Preliminary evaluation of ChatGPT model iterations in emergency department diagnostics.
Journal:
Scientific reports
PMID:
40140500
Abstract
Large language model chatbots such as ChatGPT have shown the potential in assisting health professionals in emergency departments (EDs). However, the diagnostic accuracy of newer ChatGPT models remains unclear. This retrospective study evaluated the diagnostic performance of various ChatGPT models-including GPT-3.5, GPT-4, GPT-4o, and o1 series-in predicting diagnoses for ED patients (n = 30) and examined the impact of explicitly invoking reasoning (thoughts).
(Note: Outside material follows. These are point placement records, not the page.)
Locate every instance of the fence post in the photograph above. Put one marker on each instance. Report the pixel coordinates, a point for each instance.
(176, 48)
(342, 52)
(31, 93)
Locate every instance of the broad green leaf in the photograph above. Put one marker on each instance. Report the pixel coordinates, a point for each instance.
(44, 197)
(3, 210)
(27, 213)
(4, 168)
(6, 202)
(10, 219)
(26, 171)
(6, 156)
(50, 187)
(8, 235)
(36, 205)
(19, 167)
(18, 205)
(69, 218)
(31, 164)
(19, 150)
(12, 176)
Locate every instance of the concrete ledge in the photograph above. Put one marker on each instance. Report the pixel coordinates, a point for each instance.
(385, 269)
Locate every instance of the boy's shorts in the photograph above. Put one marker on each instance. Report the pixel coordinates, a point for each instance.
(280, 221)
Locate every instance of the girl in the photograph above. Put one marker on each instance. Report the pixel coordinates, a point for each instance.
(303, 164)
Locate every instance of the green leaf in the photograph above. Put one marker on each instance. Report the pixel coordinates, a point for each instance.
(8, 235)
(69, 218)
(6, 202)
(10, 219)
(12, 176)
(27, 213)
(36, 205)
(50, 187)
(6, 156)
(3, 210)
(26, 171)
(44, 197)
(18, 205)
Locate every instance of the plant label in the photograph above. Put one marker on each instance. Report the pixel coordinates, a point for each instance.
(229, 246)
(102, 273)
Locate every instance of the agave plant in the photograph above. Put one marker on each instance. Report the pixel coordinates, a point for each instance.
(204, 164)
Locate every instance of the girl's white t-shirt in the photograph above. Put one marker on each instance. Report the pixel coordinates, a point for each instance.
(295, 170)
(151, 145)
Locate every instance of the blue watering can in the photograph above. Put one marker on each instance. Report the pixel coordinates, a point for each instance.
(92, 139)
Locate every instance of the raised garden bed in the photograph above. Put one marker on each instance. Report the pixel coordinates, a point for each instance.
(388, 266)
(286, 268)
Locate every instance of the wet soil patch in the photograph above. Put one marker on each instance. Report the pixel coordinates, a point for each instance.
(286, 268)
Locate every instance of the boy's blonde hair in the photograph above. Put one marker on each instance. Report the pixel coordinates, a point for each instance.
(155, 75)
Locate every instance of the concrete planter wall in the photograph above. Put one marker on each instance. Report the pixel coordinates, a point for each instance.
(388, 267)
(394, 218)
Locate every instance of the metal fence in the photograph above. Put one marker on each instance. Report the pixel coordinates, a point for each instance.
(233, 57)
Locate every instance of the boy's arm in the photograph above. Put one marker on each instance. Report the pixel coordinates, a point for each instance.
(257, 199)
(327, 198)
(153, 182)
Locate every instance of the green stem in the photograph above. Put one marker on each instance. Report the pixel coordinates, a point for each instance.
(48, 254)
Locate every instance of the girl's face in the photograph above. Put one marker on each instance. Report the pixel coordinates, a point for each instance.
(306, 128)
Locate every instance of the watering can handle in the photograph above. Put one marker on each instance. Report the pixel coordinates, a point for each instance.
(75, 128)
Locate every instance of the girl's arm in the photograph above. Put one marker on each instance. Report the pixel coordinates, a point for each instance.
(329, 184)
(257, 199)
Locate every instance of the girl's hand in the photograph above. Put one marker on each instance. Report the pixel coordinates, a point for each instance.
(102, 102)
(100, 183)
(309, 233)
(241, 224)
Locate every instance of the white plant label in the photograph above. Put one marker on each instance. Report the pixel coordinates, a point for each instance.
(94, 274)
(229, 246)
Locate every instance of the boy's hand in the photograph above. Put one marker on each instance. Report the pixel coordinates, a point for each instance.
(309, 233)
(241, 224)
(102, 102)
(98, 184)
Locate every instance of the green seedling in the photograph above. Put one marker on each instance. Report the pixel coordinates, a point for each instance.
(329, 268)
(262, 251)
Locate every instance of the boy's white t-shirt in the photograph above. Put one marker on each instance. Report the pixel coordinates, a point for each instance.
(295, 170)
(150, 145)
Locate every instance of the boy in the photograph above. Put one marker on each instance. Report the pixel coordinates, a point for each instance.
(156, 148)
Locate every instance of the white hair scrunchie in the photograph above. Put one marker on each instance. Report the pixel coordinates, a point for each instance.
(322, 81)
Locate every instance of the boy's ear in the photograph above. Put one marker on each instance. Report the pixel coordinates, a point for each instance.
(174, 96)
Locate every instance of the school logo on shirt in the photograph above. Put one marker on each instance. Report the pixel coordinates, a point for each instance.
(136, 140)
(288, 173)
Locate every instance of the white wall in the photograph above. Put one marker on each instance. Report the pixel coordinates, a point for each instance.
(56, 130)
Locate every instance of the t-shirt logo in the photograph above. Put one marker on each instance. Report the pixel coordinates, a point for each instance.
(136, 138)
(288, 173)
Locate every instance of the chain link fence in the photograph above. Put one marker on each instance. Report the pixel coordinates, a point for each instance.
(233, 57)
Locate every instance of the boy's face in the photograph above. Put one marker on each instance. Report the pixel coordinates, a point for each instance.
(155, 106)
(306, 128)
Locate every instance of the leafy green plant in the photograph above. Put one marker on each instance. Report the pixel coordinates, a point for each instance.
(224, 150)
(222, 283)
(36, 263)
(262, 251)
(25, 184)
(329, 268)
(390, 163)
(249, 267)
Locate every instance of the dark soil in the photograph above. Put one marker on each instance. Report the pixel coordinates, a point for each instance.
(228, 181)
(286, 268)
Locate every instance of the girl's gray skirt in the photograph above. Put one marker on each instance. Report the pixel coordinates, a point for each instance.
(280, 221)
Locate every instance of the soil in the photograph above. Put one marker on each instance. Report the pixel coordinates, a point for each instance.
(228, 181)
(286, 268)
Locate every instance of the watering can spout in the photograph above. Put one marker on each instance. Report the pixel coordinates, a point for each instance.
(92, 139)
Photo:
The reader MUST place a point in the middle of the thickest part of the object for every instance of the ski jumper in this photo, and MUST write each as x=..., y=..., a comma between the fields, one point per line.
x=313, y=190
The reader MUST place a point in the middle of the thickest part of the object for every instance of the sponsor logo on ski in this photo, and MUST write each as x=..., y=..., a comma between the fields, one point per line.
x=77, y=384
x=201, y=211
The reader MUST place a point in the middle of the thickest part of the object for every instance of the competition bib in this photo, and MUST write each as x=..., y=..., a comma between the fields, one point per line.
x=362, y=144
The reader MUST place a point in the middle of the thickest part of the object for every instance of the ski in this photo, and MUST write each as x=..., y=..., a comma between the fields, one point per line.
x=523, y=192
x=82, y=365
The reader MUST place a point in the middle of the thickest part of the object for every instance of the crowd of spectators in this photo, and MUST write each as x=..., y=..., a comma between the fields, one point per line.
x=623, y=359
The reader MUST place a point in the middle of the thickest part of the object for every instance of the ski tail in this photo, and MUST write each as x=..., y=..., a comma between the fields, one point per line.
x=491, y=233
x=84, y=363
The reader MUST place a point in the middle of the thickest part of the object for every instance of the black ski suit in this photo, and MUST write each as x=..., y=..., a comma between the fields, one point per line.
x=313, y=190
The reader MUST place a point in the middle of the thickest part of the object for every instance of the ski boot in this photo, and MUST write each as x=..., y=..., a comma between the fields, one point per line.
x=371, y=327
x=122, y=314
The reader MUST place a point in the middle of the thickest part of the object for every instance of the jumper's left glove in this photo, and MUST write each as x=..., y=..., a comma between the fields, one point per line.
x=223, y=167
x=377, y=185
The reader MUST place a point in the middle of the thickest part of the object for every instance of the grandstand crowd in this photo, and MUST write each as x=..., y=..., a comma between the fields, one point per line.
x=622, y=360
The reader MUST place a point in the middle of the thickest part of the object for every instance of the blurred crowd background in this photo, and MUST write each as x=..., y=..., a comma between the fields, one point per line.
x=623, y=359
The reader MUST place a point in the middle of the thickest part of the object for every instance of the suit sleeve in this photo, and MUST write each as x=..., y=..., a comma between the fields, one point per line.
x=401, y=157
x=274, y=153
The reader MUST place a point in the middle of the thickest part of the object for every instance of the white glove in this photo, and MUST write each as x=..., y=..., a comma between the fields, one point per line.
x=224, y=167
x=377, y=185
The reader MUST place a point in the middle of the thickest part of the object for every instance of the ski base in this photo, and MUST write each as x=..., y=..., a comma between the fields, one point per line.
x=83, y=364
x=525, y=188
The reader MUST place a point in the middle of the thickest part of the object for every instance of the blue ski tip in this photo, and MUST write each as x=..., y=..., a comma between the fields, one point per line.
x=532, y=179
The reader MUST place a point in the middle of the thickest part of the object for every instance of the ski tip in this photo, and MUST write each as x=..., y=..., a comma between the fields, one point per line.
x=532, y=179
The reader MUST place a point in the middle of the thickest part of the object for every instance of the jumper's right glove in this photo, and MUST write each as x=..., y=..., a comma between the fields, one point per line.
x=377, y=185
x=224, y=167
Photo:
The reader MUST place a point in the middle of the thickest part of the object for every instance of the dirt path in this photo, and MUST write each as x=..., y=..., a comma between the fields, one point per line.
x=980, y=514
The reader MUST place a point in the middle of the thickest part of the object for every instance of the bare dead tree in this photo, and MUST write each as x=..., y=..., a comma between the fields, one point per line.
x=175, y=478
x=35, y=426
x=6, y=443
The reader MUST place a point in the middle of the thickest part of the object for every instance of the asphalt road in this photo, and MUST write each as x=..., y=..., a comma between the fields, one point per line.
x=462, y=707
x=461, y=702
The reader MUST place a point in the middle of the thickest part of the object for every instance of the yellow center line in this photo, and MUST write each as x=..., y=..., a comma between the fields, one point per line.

Earlier models, such as GPT-3.5, demonstrated high accuracy for top-three differential diagnoses (80.0% in accuracy) but underperformed in identifying leading diagnoses (47.8%) compared to newer models such as chatgpt-4o-latest (60%, p < 0.01) and o1-preview (60%, p < 0.01). Asking for thoughts to be provided significantly enhanced the performance on predicting leading diagnosis for 4o models such as 4o-2024-0513 (from 45.6 to 56.7%; p = 0.03) and 4o-mini-2024-07-18 (from 54.4 to 60.0%; p = 0.04) but had minimal impact on o1-mini and o1-preview. In challenging cases, such as pneumonia without fever, all models generally failed to predict the correct diagnosis, indicating atypical presentations as a major limitation for ED application of current ChatGPT models.